Three top-rank former U.S. officials are currently being investigated by the Treasury Department for accepting speaking fees from the MEK. Former Pennsylvania Gov., Philadelphia Mayor and Democratic National Chairman Ed Rendell was the first to face federal scrutiny for accepting speaking fees from the MEK, and earlier this month ex-FBI Director Louis Freeh and a former chairman of the Joint Chiefs of Staff, retired Gen. Hugh Shelton, were also subpoenaed.
Giuliani blasted the cowardly sources in the State Department or elsewhere who unknowingly are doing the bidding of the mullahs, adding that the potential criminal repercussions don't frighten me, won't stop me, won't stop any of us, ever.
In the past few years, dozens of other politicians have been paid by groups affiliated by the MEK, including former Vermont Gov. and Democratic National Chairman Howard Dean, retired Gen.

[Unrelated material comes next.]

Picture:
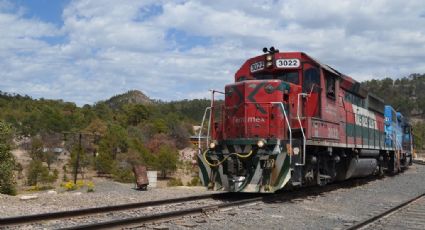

Wesley Clark, former New Mexico Gov. Bill Richardson, former Bush White House Chief of Staff Andy Card and even former Rep. Lee Hamilton, D-Ind., the co-chairman of the 9/11 Commission who once condemned the MEK when he served as chairman of the Congressional Subcommittee on Europe and the Middle East. (According to reports, these MEK advocates are beginning to hire lawyers.)
Giuliani, who charges as much as $100,000 per speaking engagement, was asked to appear at the Paris conference by the French Committee for a Democratic Iran. The U.S. Treasury Department charges that these types of Iranian organizations are clandestinely funneling money from the MEK into speakers' pockets. Groups like the Iranian American Community of North Texas and the Iranian American Cultural Association of Missouri have paid hundreds of thousands of dollars to American officials as well.
This is an utter lie and there is not even a scintilla of truth to it, stated MEK spokesman Hossein Abedini, in a statement, responding to the allegations.
The MEK, as the legitimate opposition to the clerical regime, enjoys international recognition in Europe and the U.S. The objective of this failed propaganda is to weaken the widespread public support of the members of Congress, officials and scores of U.S. generals for ... revoking of the illegitimate and unjust terror listing of the MEK.
Rendell was implicated because he allegedly accepted fees from the National Council of Resistance of Iran, or NCRI, a political organization that is believed to be a front or alias for the MEK. The NCRI's homepage is littered with photos of American officials, such as Giuliani and Ridge, and its ties with the MEK are no secret.
Headed by Iranian exile Maryam Rajavi, the NCRI is the umbrella organization of five Iranian opposition groups that the State Department states is not a separate organization, but is instead, and has been, an integral part of the MEK at all relevant times.
As the Iranian nuclear confrontation intensifies, the furor surrounding the MEK is only going to increase. The group is trying to position itself as a friend of the U.S. and Israel, one devoted to overthrowing the Islamic regime in Iran, but its history works against such claims. The MEK found itself on the terrorist list after attacks on Americans and the American-backed Shah in the 1970s and 1980s. After falling out with Iran's revolutionary leaders, the MEK found an ally in Saddam Hussein, who paid for the group's military expertise during his bloody 1980-88 war with Iran.
However, the MEK now claims to be a peaceful, democratic organization. Its members currently live as refugees in Iraq's Camp Ashraf, where some feel that MEK has morphed from terrorist group to cult.
Since 1985 the MEK has changed into a destructive cult, said Masoud Banisadr, its former U.S. spokesman. To be a cult means, they always pursue their own specific interest. They might be useful (to the U.S.) in one occasion or another, but as a whole as they are not loyal toward any norms, ethics, principles or mutual agreement. Like al Qaeda, they cannot be trusted.
Regardless, the U.S. State Department said on Monday that it continually reviews the status of the MEK on the Foreign Terrorists list. In the meantime, people like Giuliani will continue to fight for a group that is as polarizing in the international community as the ongoing discussion about a pre-emptive military strike on Iran.